# Craftsman 26" scraper blade replacement & skid shoes



## kaziesariens (Feb 7, 2015)

Hello all
I have an older craftsman 26" inch snowthrower model #247.88370.0 which im the second owner and purchased through my local ma & pa true value hardware store a few years ago. It was left there because the original owner blew the engine up and was going to have it fixed but didn't want it back because it was to big for him to operate.A new replacement engine was installed and i got the machine which was like new condition at a great price. I do need to replace the scraper blade and skid shoes as they are wearing down.Does anyone know of any other parts supplier other than sears parts that i can check on buying through sears wants $63.99 for the blade & $24 each skid shoe YIKES!! or does anyone have a machine like this with good parts? Thanks In Advance!!


----------



## crazzywolfie (Jun 2, 2014)

did you try searching he part numbers elseware?

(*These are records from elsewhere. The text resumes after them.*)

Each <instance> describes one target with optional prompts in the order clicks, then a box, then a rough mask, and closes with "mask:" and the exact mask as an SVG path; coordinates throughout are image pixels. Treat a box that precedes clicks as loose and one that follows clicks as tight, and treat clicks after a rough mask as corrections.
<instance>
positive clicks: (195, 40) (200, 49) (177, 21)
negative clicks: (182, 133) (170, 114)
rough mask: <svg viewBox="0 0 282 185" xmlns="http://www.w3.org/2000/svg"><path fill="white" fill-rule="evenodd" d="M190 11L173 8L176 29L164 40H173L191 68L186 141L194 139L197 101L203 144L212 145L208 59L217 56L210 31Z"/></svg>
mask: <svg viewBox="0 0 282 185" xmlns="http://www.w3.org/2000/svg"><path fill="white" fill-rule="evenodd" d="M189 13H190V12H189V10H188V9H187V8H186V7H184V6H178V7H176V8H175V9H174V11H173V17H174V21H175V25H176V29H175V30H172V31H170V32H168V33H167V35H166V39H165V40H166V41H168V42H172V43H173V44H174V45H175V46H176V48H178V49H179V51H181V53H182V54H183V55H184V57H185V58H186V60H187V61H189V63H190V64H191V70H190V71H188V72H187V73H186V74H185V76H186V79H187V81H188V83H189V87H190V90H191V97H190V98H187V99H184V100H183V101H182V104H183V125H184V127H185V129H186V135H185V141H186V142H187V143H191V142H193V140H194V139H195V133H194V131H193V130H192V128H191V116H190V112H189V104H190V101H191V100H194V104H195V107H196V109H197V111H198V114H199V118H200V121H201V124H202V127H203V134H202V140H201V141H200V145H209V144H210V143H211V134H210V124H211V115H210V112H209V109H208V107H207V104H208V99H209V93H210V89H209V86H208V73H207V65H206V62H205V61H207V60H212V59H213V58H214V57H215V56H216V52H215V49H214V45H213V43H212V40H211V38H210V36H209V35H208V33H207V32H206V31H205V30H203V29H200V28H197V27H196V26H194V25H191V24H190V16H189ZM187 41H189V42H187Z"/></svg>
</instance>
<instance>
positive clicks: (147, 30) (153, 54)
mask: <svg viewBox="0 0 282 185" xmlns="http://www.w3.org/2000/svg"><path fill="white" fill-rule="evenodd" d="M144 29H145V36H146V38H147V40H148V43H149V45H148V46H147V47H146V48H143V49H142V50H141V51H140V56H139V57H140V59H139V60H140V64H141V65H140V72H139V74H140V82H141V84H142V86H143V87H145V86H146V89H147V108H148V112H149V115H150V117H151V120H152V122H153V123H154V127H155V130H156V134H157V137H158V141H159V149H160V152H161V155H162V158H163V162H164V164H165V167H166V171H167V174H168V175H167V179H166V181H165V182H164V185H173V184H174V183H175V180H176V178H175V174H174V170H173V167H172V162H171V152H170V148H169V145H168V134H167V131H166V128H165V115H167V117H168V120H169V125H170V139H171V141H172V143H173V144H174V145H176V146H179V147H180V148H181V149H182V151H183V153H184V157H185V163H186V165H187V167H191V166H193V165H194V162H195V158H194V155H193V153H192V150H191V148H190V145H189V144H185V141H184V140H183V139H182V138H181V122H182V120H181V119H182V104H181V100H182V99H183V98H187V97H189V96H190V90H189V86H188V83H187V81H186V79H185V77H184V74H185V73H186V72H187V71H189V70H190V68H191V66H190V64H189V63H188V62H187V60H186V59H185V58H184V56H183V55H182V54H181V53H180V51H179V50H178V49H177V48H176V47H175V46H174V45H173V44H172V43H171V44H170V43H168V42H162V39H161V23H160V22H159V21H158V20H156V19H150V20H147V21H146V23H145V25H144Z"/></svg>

Amazon.com: Stens 780-432 Scraper Bar, MTD 790-00121-0637 (26 inch) , Black : Industrial & Scientific


Amazon.com: Stens 780-432 Scraper Bar, MTD 790-00121-0637 (26 inch) , Black : Industrial & Scientific



www.amazon.com




i would also recommend this style skid. they help strengthen the bucket and last lot longer than the tiny skids








Amazon.com : MTD Replacement Part Slide Shoe : Patio, Lawn & Garden


Amazon.com : MTD Replacement Part Slide Shoe : Patio, Lawn & Garden



www.amazon.com


----------



## kaziesariens (Feb 7, 2015)

I haven't yet but will start tomorrow and i will look into these skids time to go to bed up early for work THANKS!!


----------



## kaziesariens (Feb 7, 2015)

crazzywolfie said:


> did you try searching he part numbers elseware?
> 
> 
> 
> ...


THANKS WILL INVESTIGATE TOMORROW


----------